Decoding biological aging and frailty through genomic methods

Frailty is a complex, clinically significant phenotype and a measure of biological aging at the
whole-organism level, characterized by multisystem physiological decline. However, its
biological underpinnings remain poorly understood. To advance our understanding of its
underlying mechanisms, we studied the genetic, metabolic, and epigenetic determinants of
frailty. We performed a genome-wide association study of ~1 million individuals in FinnGen
and UK Biobank identified 53 loci associated with frailty, including 45 novel variants. Key
genes such as CHST9, ILRUN, KHK, MET, APOE, CGREF1 and PPP6C were implicated through
colocalization with expression and splicing quantitative loci and proteomics analyses. Our
complementary metabolomics work in ~90,000 individuals in the UK Biobank identified 59
biomarkers, notably glycoprotein acetyls, indicating a causal role of chronic inflammation in
frailty. Further, Mendelian randomization highlighted creatinine and lipid-related markers as
secondary to kidney and cardiometabolic conditions.
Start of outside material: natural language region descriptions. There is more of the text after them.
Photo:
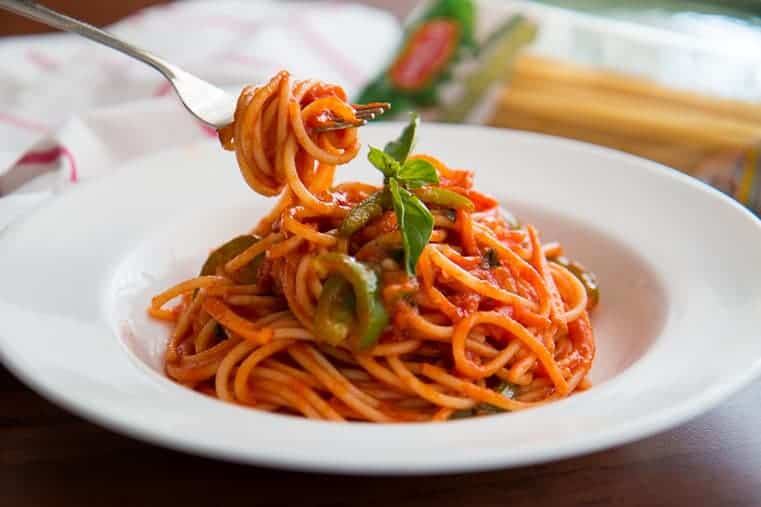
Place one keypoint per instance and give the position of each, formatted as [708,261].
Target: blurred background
[676,81]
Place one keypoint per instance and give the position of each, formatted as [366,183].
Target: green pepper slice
[222,255]
[371,317]
[335,311]
[587,278]
[443,197]
[361,214]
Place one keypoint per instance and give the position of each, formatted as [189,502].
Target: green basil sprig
[414,220]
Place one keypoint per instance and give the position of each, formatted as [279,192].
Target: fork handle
[37,12]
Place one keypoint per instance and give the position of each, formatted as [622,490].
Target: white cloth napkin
[71,110]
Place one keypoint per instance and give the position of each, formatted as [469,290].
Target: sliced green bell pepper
[370,315]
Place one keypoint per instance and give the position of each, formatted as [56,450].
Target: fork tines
[363,113]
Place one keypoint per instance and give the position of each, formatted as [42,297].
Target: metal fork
[205,101]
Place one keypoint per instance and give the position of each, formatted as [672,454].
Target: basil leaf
[415,224]
[416,173]
[401,148]
[384,162]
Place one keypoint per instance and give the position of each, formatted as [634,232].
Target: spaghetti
[338,307]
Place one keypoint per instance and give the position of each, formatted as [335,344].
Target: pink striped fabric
[74,109]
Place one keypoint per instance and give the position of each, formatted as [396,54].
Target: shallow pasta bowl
[677,329]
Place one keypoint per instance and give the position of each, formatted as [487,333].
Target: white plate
[677,330]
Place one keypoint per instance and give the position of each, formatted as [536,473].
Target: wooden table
[49,457]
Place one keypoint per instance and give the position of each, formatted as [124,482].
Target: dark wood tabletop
[50,457]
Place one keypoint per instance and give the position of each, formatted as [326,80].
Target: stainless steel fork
[205,101]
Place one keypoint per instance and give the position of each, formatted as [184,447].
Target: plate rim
[637,429]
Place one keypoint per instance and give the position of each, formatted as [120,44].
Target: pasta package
[651,92]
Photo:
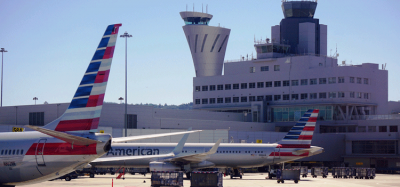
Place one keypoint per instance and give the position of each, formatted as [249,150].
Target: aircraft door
[39,152]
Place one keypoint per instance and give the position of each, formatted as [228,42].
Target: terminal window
[277,68]
[285,97]
[131,120]
[313,81]
[332,80]
[365,81]
[358,80]
[304,96]
[264,68]
[286,83]
[322,80]
[304,82]
[212,100]
[295,82]
[252,85]
[36,118]
[366,96]
[212,87]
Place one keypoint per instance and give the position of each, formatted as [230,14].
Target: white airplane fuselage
[240,155]
[31,157]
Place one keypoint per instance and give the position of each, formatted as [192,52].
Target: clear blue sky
[50,43]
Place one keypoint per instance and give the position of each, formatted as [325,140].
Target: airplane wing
[195,158]
[74,140]
[132,138]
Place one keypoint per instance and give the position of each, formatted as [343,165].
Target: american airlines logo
[132,152]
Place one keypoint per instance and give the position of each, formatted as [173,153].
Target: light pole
[35,98]
[2,52]
[126,36]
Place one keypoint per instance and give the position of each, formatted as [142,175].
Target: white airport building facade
[262,97]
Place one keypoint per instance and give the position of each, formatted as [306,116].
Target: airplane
[71,141]
[157,156]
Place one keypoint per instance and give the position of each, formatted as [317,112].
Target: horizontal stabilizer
[74,140]
[133,138]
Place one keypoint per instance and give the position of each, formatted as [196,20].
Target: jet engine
[163,166]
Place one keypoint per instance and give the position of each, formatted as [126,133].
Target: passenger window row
[285,83]
[12,152]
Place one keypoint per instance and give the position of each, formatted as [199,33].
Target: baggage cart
[339,172]
[370,173]
[166,178]
[319,171]
[303,170]
[206,179]
[360,173]
[288,174]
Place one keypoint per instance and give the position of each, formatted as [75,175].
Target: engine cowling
[163,166]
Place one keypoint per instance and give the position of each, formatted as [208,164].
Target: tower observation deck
[206,43]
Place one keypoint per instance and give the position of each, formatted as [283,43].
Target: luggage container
[288,174]
[165,178]
[303,170]
[339,172]
[206,179]
[319,171]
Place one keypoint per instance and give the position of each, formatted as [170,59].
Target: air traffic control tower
[207,43]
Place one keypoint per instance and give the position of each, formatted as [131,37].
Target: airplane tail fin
[301,134]
[83,113]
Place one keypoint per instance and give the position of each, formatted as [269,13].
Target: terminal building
[261,98]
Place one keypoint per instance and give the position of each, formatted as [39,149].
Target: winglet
[214,148]
[179,147]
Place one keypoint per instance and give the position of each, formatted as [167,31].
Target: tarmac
[249,179]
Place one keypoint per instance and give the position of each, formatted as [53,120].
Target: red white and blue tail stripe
[83,113]
[301,134]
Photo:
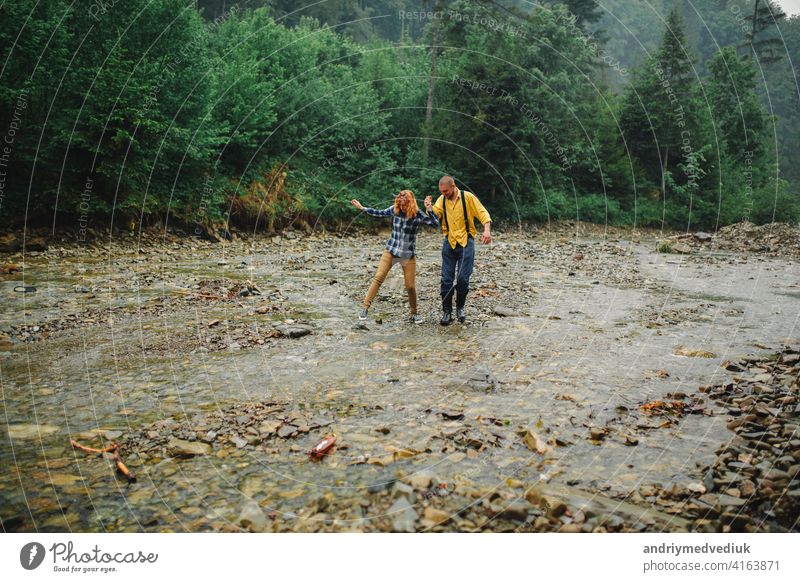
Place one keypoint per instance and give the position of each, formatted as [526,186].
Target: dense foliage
[265,113]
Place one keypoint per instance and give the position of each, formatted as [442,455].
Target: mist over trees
[267,113]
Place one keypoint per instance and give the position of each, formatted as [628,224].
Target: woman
[401,248]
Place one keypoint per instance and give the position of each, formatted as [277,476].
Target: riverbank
[217,366]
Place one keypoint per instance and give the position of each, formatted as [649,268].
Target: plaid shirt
[404,230]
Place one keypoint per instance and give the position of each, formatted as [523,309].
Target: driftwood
[323,447]
[112,448]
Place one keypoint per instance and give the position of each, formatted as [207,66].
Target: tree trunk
[431,85]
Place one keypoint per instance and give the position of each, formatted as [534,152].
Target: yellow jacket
[457,233]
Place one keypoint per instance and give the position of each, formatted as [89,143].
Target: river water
[116,340]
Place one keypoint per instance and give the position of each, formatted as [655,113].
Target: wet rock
[535,442]
[501,311]
[401,489]
[23,431]
[36,244]
[421,480]
[517,510]
[433,517]
[286,431]
[9,243]
[252,517]
[597,433]
[403,516]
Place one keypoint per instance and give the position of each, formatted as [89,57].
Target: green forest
[270,114]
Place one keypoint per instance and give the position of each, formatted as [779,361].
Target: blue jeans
[456,266]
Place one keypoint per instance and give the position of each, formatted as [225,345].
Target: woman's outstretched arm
[429,216]
[372,211]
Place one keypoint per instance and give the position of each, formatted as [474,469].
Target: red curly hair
[411,206]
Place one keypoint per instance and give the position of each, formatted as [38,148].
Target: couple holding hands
[455,212]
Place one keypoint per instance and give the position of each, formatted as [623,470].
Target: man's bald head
[447,186]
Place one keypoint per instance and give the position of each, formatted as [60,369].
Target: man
[457,211]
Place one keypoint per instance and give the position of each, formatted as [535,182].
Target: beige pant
[409,274]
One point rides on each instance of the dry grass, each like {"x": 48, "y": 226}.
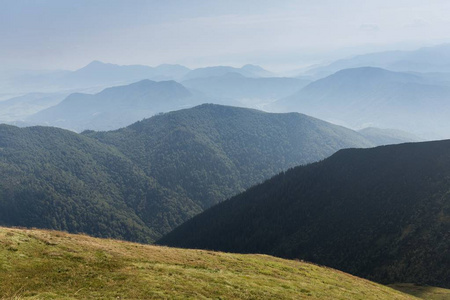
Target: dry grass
{"x": 424, "y": 292}
{"x": 41, "y": 264}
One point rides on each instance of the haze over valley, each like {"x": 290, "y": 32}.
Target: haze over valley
{"x": 224, "y": 149}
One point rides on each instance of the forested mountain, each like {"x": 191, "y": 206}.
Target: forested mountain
{"x": 211, "y": 152}
{"x": 53, "y": 178}
{"x": 117, "y": 106}
{"x": 381, "y": 213}
{"x": 142, "y": 181}
{"x": 244, "y": 90}
{"x": 373, "y": 97}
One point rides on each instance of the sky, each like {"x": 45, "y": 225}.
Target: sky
{"x": 279, "y": 35}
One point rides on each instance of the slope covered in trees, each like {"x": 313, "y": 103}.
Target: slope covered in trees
{"x": 381, "y": 213}
{"x": 211, "y": 152}
{"x": 142, "y": 181}
{"x": 53, "y": 178}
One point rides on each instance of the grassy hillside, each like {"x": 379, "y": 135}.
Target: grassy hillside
{"x": 40, "y": 264}
{"x": 381, "y": 213}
Epigenetic analyses across twin
cohorts revealed 589 frailty-associated CpG sites, many previously linked to aging and agerelated diseases, including regions in genes related to neuronal and immune pathways.
Together, these findings illuminate the multifactorial biology of frailty and support a
geroscientific framework, wherein frailty is shaped by immunological, neurological and lipid
metabolism-related processes. This integrative evidence paves the way for early risk
stratification and hopefully targeted interventions to extend healthspan.